Repartições centrais cresceram depressa em tamanho e influência. Conforme já observara d’Argenson em 1733:

 

 

O montante de trabalho de repartição imposto aos nossos chefes de departamentos é muito desanimador. Tudo passa pelas mãos deles, só eles decidem o que deve ser feito, e, quando seu conhecimento não é tão amplo quanto sua autoridade, eles devem deixar tarefas para os membros subordinados de suas equipes, e isso tem como resultado estes últimos se tornarem os verdadeiros governantes do país.[13]

 

Alexandre Langaro, advogado criminal. Autor de livros e artigos jurídicos. Estudou o NY Criminal Procedure Law em Nova York

 

[2][Tratado de Derecho Penal, Tomo I].

[3][Código Civil. Art. 188. Não constituem atos ilícitos:

I os praticados em legítima defesa ou no exercício regular de um direito reconhecido].

EXEMPLO na fila, a pessoa pode defender o seu lugar se alguém, que não tem preferência, passar-lhe na frente. Como se faz isso? Passando na frente da pessoa que lhe tomou ou lugar. Atua em legítima defesa quem age assim, “defendendo o seu lugar na fila”, no caso.

[4][Eugenio Raul Zaffaroni, “Estructura Básica Del Derecho Penal” 2].

[5][O tipo, palavra originada do alemão tatbestand, é o texto da lei; pode ser proibitivo, mandamental ou permissivo. O tipo do crime de homicídio, proibitivo, está previsto no art. 121, CP. O tipo, permissivo, da legítima defesa, está previsto no art. 25, CP. O tipo do art. 135, CP, é mandamental, ao estabelecer infração penal de omissão de socorro].

[6][Não há legitimidade na repulsa à agressão justa, e sim, em princípio estado de necessidade. Por exemplo, o policial detém o cidadão A, por informação recebida de B, no sentido de que o detido, A, teria furtado a sua carteira [mas não houve furto e sim uma brincadeira de mau gosto, ou, em tese, denunciação caluniosa, ou, ainda, comunicação falsa de crime ou contravenção, arts. 339 e 340, CP, conforme o dolo do agente]. O policial atuou de boa-fé e, portanto, justificadamente, presente o estrito cumprimento do dever legal, ao ser informado sobre o “furto” [se tivesse permanecido inerte, contudo, o policial, teoricamente, poderia ter prevaricado, art. 319, CPC]. Já A, detido, poderia, no caso, ao menos em tese, fugir, fundado no estado de necessidade.
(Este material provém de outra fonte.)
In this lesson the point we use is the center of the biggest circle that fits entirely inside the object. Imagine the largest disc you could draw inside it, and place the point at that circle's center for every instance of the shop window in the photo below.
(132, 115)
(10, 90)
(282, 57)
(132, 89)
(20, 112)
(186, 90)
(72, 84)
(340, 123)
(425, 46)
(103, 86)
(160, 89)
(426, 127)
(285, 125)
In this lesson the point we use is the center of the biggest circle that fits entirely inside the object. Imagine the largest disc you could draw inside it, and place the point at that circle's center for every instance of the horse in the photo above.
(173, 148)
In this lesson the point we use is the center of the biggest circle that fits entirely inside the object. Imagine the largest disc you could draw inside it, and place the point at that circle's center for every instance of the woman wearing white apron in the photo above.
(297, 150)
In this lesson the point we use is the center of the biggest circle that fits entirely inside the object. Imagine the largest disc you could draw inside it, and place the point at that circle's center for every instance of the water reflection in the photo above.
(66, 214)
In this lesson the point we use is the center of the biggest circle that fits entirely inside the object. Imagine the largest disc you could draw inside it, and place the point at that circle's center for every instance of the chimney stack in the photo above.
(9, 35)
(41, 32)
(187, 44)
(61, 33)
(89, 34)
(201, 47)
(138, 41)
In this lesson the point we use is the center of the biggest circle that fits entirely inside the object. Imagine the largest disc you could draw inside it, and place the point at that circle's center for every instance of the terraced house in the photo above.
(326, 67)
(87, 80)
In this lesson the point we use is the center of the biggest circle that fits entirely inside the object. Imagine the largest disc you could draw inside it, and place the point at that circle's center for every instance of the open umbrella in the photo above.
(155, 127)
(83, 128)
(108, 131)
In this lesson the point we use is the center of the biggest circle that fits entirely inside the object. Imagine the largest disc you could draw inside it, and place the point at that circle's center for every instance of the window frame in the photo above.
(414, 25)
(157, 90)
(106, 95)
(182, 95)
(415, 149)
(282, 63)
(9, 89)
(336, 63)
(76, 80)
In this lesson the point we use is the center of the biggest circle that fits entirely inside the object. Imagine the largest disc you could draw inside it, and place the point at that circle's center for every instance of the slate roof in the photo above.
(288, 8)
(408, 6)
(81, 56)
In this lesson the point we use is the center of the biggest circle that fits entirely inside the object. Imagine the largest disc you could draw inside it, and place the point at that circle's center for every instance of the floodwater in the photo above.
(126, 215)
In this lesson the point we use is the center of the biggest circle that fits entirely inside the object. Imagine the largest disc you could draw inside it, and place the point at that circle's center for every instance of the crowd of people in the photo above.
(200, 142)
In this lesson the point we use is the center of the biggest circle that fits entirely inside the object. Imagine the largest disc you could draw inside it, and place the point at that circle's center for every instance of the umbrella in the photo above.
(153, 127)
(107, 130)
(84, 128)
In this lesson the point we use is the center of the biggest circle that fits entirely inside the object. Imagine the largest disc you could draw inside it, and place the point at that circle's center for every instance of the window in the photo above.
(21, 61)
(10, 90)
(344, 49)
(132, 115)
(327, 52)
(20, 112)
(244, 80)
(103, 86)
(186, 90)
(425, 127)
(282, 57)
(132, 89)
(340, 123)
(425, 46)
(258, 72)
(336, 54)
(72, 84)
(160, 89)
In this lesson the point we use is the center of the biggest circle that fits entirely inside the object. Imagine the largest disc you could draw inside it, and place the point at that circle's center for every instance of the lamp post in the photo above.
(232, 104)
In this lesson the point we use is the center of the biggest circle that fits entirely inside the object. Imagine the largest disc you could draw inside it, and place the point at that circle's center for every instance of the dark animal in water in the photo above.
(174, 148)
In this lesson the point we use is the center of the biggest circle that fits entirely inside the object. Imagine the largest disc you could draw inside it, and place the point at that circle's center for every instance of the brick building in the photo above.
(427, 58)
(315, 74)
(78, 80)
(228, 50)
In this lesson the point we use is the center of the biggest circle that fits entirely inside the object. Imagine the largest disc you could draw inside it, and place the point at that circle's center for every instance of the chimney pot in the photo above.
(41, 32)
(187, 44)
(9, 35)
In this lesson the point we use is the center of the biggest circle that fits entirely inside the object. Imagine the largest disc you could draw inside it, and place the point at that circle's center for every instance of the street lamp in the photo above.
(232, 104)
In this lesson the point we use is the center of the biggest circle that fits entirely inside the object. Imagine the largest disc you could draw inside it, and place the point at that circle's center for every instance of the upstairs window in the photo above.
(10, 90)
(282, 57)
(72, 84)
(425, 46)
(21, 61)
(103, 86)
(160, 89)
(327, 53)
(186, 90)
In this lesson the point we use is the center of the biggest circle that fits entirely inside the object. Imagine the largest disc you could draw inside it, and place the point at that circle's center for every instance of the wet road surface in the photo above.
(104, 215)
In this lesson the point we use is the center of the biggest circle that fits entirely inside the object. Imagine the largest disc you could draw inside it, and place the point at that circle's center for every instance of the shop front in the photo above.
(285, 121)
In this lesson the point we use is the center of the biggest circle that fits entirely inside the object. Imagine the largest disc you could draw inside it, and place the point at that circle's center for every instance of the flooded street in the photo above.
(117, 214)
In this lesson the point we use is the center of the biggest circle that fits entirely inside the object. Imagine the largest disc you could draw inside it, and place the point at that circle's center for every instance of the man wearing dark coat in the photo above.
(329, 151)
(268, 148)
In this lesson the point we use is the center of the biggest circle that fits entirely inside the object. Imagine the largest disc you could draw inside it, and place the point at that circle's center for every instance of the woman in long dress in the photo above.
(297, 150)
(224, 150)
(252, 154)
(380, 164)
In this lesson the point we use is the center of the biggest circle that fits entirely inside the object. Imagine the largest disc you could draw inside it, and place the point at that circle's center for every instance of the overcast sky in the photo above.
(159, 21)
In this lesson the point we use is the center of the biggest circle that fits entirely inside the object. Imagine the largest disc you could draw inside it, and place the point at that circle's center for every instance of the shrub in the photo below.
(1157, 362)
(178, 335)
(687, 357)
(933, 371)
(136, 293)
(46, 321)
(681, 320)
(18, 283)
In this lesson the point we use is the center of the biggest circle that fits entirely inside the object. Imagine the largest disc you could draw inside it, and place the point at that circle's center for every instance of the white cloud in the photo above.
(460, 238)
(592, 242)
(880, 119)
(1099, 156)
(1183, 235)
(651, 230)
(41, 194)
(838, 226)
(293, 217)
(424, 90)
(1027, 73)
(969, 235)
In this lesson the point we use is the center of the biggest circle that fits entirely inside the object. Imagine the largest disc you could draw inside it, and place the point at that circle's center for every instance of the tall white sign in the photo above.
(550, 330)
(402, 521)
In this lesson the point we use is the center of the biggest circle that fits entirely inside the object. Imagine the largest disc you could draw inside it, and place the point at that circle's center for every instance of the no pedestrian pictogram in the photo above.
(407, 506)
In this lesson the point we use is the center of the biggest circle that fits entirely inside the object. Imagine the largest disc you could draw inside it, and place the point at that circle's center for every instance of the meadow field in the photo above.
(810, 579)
[7][No CPP, Código de Processo Penal, analogicamente, por inafastável imposição sistemática:

Art. 284. Não será permitido o emprego de força, salvo a indispensável no caso de resistência ou de tentativa de fuga do preso].

[8][Extorsão mediante seqüestro

Art. 159 Seqüestrar pessoa com o fim de obter, para si ou para outrem, qualquer vantagem, como condição ou preço do resgate:

Pena reclusão, de oito a quinze anos.

§ 1o Se o seqüestro dura mais de 24 (vinte e quatro) horas, se o sequestrado é menor de 18 (dezoito) ou maior de 60 (sessenta) anos, ou se o crime é cometido por bando ou quadrilha.

Pena reclusão, de doze a vinte anos.”]

[9][Salvo o caso do carrasco, na hipótese de guerra declarada, nos termos do art. 84, XIX, CF, que  executa a pena de morte, por fuzilamento. Nesse sentido, os arts. 56 e 57 do Código Penal Militar:

Pena de morte

Art. 56. A pena de morte é executada por fuzilamento.

Comunicação

Art. 57. A sentença definitiva de condenação à morte é comunicada, logo que passe em julgado, ao Presidente da República, e não pode ser executada senão depois de sete dias após a comunicação.

Parágrafo único. Se a pena é imposta em zona de operações de guerra, pode ser imediatamente executada, quando o exigir o interesse da ordem e da disciplina militares.

[10][Exclusão de ilicitude

Art. 23 Não há crime quando o agente pratica o fato:

I em estado de necessidade;

II em legítima defesa;

III em estrito cumprimento de dever legal ou no exercício regular de direito].”

[11][Zaffaroni, Eugenio Raúl. A questão Criminal. Revan. Edição do Kindle, Pos. 207 de 6818, 2013, sem os grifos no original].

[12][Idem, Pos. 228 de 6818].

[13][Bauman, Zygmunt (2010-09-09T22:58:59). Legisladores e intérpretes: Sobre modernidade, pós-modernidade e intelectuais. Zahar. Edição do Kindle].